Anzügliche Bemerkungen
Harrods schasst den Weihnachtsmann

An diesen Rauswurf dürfte sich der Personalverantwortliche noch lange Zeit erinnern: Das Londoner Luxus-Kaufhaus Harrods hat seinen Weihnachtsmann gefeuert. Die Vorwürfe wiegen schwer.

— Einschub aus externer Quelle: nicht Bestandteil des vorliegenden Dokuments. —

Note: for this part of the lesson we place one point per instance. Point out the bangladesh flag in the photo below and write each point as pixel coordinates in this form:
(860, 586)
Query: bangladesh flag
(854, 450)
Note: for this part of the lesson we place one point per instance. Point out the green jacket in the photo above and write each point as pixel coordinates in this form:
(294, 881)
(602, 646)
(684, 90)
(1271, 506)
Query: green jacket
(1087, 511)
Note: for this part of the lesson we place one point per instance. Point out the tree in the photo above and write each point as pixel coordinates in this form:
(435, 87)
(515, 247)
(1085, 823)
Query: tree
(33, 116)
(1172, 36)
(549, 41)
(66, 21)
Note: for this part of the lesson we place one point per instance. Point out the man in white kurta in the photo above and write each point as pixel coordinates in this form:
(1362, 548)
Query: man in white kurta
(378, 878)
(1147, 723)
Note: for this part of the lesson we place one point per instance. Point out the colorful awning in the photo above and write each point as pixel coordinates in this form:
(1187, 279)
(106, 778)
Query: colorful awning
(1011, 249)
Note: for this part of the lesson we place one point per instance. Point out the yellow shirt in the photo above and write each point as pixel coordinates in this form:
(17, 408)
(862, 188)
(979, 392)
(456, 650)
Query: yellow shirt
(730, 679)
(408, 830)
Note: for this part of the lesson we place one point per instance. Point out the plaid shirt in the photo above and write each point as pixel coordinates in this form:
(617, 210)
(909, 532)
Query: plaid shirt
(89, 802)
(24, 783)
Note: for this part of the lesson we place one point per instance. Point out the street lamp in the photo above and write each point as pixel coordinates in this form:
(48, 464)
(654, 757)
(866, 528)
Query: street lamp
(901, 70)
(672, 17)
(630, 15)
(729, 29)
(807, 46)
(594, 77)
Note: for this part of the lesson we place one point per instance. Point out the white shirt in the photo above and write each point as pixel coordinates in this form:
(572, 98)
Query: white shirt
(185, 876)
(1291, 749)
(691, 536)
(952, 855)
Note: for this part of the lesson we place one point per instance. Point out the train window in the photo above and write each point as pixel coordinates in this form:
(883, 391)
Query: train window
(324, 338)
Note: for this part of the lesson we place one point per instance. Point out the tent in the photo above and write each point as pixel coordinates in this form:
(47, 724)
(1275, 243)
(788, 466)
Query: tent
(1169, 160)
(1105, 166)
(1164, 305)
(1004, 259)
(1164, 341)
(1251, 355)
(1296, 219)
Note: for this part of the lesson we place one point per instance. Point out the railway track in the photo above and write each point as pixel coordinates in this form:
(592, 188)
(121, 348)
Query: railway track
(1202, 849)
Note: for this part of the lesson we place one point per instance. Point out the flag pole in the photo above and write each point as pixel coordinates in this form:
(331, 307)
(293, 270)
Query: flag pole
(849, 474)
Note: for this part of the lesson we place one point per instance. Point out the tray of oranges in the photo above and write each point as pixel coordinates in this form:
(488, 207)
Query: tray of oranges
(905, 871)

HB LONDON. Er habe „unangebrachte“ Bemerkungen gemacht und eine Reihe von Kunden hätten sich beschwert, bestätigte Harrods am Donnerstag entsprechende Presseberichte. Das Kaufhaus macht keine weiteren Angaben zu dem Vorfall.

Zeitungen hatten berichtet, die Bemerkungen seien rassistisch gewesen. Der Weihnachtsmann habe eine asiatische Familie angeschnauzt, sie sollte lieber zum Billigsupermarkt Tesco gehen statt Harrods zu besuchen. Dann seien anzügliche Bemerkungen über die halbwüchsige Tochter gefallen.

Harrods beschäftigt in der Weihnachtszeit laut Presseberichten insgesamt sechs Weihnachtsmänner. „Santa's Grotto“ gilt als Touristenattraktion in London.